Many of those rate reductions have been enjoined by the courts
or repealed and replaced by different budget actions.
As part of the 2011-12 budget (AB 97, Committee on Budget,
Statutes of 2011), the state imposed a 10% reduction in the
rates paid to many fee-for-service Medi-Cal providers and
required the capitated rates paid to managed care plans to be
reduced by an actuarially equivalent amount. In addition,
payment rates for distinct part skilled nursing facilities
(located on a hospital campus) were "rolled back" to the payment
rates in place in 2008-09 and then reduced by 10%. Rate
reductions were made retroactive to June 1, 2011 for all
fee-for-service providers.
Many of those rate reductions were enjoined by the courts until
June 2013. At that point, the state had legal authority to both
reduce provider rates going forward and to "claw back" rate
reductions for services provided between June 2011 and June
2013. (Providers subject to claw backs include pharmacies,
durable medical equipment providers, clinical laboratories,
distinct part nursing facilities, and radiology services.) Rate
reductions for Medi-Cal managed care providers will be made
going forward but the state will not recoup unrealized savings.
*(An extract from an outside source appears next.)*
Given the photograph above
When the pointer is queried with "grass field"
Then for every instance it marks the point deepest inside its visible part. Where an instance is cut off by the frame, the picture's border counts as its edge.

Since the enactment of the 2013-14 Budget Act, several
categories of providers have been exempted from Medi-Cal rate
reductions by statute or administrative action of the
Department.
Proposed Law:
SB 243 would require the Department of Health Care Services to
raise a variety of rates paid to Medi-Cal providers and require
the Department to rescind existing rate reductions to specified
providers.
Specific provisions of the bill would:
Require payments to providers for services after June 1, 2011
to be determined without the current provider rate reductions.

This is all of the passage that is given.